How the hell was it an easy call? Had this move back-fired, people would have been on his case again, pointing out his ineptitude and he would probably have been fired on the spot. Also, the Roxs came into the match against GSW greatly overmatched at the guard positions. They are just incapable of defending the GSW 1st and 2nd options. There is not much McSuccess could have done about it since he did not have the requisite personel and would somehow had to have figured out the GSW offense which is something that no one has been able to do this season. The Rockets team is littered with low IQ players who are often forced into situations they are not comfortable with.

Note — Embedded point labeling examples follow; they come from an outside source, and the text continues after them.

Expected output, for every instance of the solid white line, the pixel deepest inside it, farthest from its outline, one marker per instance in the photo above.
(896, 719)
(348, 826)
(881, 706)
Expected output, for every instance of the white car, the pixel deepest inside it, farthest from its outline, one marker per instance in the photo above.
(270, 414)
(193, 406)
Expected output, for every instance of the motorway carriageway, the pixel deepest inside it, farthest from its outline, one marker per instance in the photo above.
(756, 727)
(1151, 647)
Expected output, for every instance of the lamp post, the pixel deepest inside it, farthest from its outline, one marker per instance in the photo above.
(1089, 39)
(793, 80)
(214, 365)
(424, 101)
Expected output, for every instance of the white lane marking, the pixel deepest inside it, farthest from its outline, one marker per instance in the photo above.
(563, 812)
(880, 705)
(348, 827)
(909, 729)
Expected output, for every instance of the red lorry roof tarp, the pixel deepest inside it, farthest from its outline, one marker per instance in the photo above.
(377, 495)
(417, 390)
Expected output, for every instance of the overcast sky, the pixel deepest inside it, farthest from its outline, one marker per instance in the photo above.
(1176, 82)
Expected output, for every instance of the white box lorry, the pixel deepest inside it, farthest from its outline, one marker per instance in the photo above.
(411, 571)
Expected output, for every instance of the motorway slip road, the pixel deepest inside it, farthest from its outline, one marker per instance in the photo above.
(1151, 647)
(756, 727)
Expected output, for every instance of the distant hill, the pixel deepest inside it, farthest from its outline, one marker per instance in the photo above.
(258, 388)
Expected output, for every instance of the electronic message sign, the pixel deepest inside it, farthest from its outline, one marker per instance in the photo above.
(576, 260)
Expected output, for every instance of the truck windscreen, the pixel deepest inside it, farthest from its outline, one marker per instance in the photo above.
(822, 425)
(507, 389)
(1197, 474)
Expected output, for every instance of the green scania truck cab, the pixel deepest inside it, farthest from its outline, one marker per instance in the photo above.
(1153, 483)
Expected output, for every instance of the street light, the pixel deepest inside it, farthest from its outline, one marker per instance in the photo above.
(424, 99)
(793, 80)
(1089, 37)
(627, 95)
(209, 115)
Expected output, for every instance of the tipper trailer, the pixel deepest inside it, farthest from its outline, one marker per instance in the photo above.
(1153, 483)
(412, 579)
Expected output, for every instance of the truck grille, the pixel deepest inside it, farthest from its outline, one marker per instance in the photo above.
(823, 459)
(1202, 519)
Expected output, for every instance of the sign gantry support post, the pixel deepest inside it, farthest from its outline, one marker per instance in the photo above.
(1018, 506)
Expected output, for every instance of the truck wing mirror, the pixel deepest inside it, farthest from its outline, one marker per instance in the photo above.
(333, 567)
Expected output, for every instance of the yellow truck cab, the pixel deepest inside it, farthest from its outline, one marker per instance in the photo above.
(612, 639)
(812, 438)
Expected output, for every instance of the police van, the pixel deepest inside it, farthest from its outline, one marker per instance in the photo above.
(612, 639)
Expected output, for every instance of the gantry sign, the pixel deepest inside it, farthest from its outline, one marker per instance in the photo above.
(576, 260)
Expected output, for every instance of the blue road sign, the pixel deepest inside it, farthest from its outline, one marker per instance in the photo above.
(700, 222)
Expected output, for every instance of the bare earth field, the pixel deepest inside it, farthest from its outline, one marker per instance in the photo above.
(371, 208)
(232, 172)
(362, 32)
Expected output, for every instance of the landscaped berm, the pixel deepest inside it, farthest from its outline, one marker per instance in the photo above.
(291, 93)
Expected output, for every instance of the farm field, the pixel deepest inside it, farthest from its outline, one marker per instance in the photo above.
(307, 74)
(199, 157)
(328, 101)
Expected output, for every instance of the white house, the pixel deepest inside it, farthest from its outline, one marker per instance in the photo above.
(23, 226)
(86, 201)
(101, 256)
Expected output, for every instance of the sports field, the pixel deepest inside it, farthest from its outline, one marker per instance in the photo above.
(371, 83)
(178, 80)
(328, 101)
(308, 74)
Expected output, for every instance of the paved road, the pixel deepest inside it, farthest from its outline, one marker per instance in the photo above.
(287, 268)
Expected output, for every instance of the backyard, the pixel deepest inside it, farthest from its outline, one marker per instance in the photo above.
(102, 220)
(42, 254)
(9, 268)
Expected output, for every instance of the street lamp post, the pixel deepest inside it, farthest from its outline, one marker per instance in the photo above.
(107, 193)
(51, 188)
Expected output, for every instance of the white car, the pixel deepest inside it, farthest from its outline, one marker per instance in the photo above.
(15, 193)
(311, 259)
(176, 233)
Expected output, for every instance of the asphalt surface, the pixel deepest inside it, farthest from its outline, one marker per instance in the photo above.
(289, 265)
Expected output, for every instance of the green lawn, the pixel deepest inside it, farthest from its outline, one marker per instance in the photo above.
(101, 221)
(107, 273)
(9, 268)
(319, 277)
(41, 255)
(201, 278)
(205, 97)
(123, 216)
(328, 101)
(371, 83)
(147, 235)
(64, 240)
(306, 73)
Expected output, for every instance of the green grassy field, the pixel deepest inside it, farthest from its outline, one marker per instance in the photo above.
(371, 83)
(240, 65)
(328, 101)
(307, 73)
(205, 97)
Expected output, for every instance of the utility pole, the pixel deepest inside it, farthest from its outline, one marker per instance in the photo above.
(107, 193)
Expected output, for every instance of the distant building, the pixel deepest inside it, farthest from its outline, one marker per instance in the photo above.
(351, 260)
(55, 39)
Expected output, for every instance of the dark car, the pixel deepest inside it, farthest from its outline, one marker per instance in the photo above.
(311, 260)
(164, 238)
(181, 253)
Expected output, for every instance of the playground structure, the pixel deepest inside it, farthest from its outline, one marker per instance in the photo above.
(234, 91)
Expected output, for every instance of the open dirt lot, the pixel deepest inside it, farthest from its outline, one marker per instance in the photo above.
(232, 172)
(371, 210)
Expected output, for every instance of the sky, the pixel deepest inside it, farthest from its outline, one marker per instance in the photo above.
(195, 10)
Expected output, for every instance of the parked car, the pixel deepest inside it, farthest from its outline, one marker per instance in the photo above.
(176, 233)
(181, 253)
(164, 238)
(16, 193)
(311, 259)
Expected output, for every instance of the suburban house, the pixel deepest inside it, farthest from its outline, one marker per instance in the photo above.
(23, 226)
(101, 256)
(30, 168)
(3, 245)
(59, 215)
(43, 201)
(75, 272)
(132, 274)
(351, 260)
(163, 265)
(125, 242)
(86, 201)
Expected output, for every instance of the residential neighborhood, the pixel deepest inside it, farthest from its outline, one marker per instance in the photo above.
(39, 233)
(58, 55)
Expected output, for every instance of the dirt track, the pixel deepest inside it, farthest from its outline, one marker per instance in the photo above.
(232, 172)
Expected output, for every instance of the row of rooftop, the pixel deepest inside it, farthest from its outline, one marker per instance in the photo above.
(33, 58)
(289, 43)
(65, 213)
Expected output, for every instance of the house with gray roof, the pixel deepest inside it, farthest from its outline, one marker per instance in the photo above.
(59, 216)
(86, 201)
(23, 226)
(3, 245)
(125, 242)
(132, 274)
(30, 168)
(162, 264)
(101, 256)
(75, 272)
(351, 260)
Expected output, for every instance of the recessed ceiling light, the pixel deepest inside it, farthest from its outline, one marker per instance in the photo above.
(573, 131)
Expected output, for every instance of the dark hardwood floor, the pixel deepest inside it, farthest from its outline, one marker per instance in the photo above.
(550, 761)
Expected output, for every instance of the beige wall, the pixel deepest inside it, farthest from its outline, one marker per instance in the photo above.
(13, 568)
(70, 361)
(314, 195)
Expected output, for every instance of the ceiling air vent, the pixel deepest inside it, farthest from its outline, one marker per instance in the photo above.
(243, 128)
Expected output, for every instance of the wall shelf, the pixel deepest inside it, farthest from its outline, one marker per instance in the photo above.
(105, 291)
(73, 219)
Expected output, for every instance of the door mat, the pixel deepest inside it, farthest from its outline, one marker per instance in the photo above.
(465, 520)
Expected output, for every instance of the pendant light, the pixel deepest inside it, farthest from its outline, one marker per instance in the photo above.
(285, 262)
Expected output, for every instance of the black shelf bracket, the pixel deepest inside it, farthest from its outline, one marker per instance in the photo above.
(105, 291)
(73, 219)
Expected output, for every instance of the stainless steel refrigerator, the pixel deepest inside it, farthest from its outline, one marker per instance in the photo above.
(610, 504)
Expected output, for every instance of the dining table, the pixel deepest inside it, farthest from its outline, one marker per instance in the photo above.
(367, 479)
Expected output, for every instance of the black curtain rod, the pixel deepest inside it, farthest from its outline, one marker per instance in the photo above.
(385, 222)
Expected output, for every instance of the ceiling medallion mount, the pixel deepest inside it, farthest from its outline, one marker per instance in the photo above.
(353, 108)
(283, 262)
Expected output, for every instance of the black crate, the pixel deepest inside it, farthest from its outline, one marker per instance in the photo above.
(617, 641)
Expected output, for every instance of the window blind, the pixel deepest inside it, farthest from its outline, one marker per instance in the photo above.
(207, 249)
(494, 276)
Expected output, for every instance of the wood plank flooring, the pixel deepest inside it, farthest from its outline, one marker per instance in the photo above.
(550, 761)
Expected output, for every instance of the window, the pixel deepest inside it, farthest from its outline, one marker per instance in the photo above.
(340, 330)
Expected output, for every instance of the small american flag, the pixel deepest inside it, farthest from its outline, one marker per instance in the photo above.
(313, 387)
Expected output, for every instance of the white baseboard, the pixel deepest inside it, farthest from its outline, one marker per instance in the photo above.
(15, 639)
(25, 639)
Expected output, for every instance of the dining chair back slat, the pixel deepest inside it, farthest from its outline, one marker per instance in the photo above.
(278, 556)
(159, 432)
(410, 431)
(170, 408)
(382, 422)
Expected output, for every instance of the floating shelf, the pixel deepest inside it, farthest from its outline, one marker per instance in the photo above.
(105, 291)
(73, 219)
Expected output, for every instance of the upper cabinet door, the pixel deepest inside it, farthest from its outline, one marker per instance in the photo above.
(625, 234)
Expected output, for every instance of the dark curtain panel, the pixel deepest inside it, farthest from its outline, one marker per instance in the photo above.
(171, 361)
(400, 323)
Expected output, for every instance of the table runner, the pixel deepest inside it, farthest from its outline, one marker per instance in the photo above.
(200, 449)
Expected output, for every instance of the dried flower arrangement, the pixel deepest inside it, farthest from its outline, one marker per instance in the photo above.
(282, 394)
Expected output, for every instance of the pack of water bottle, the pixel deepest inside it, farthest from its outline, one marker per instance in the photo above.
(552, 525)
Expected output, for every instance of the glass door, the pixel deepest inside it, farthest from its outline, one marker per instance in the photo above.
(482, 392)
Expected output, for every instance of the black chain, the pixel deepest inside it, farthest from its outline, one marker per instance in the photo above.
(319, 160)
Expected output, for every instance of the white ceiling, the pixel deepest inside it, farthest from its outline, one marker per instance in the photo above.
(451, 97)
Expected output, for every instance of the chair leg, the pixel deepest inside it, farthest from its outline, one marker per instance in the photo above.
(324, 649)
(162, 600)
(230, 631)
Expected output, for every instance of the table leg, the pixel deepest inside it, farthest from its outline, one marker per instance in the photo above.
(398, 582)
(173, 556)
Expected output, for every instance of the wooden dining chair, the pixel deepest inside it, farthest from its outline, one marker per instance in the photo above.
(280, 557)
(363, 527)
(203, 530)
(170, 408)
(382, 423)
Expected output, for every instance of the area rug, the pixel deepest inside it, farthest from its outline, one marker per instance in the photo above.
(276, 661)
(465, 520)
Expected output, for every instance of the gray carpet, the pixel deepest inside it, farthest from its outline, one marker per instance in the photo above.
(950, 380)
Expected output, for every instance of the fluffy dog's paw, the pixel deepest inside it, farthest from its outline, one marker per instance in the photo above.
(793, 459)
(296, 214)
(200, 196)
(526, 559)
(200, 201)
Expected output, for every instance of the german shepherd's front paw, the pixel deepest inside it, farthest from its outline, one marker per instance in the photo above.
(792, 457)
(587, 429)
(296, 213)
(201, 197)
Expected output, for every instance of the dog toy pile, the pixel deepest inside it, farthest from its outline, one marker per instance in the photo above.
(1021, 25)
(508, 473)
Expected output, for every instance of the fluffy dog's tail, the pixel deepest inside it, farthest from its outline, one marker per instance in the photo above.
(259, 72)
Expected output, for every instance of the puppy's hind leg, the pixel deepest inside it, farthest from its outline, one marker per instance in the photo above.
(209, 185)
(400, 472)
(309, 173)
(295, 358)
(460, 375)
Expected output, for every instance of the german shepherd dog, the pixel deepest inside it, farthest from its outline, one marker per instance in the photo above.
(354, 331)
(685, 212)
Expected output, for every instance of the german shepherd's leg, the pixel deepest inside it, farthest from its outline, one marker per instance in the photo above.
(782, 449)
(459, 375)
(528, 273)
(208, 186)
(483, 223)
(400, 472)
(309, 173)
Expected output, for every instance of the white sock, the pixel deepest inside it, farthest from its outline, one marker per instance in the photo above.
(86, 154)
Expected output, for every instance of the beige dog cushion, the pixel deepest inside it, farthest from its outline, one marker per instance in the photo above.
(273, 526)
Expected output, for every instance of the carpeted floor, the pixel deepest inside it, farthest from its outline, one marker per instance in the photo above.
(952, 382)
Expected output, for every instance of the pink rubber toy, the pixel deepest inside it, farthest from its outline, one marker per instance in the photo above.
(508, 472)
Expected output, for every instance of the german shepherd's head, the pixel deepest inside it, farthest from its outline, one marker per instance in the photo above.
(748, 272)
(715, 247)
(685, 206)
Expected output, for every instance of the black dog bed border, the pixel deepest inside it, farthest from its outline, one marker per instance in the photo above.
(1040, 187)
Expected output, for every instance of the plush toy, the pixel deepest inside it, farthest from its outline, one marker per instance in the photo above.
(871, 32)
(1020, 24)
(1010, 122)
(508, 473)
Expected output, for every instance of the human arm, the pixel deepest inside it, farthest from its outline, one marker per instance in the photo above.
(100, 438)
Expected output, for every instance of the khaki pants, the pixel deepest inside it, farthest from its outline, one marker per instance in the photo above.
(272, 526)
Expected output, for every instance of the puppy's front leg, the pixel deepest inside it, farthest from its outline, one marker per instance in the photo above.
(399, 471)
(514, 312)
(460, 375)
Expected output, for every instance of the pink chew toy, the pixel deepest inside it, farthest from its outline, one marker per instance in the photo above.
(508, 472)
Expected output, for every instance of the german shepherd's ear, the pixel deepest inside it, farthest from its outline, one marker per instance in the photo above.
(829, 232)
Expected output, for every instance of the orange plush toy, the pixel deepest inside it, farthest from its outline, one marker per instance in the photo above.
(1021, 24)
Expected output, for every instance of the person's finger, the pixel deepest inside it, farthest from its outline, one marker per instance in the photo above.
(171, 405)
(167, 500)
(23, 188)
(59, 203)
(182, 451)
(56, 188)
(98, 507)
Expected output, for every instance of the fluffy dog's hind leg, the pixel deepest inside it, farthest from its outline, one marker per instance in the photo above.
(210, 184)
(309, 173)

Also Harden's limited skillset has been once again exposed. Banking on drawing fouls and sinking long step-back twos is not a sustainable strategy. The guy should develop a post-game and try to imitate Curry's off the ball play to make the game esier for himself.
BMD posted this in another thread, and i'm sure a lot of us have seen it before but it might be a good time to review the rockets playbook: https://www.youtube.com/watch?list=PLXWsHGeAyQD7A5Vk8zLEA-j3oLlJ-4OYH&v=7gMxGTNw3UU These are plays from the last 3 years or so. Some of them are more "Sets" where the ballhandler forces the issue and the Rockets players react to how the defense counters. Some of these are pretty specific plays. I don't remember seeing "Rockets Wheel" much at all this season. I like going through these just to remind myself, Yes we can be an effective offense, because sometimes it really is 4 dudes watching Harden. McHale does have a playbook and it is effective. Somehow he has got to get these guys to execute and trust these plays. For whatever reason, the closer a game gets, the less of these we see. If the other team's defense is playing well, it may make players gun shy. The one thing I will grudgingly give the Warriors credit for is they run their offense no matter what. People talk about needing guys who aren't afraid to take the last shot but this team needs players who aren't afraid to make the last pass. To run a Set with time ticking down and make an accurate pass. So which of these sets do you think is most effective? I'd like to see the Wheel, as it gets Harden moving off the ball.
I am one of McHale's biggest haters on this site and I will never give him props for the playoff run. All the credit goes to the players. The buffoon instills zero team discipline.
McHale will coach Houston for the rest of his career. We aint kickin him, we didn't kick him when he had stretches of horrible coaching, we extended him first time we had a better run.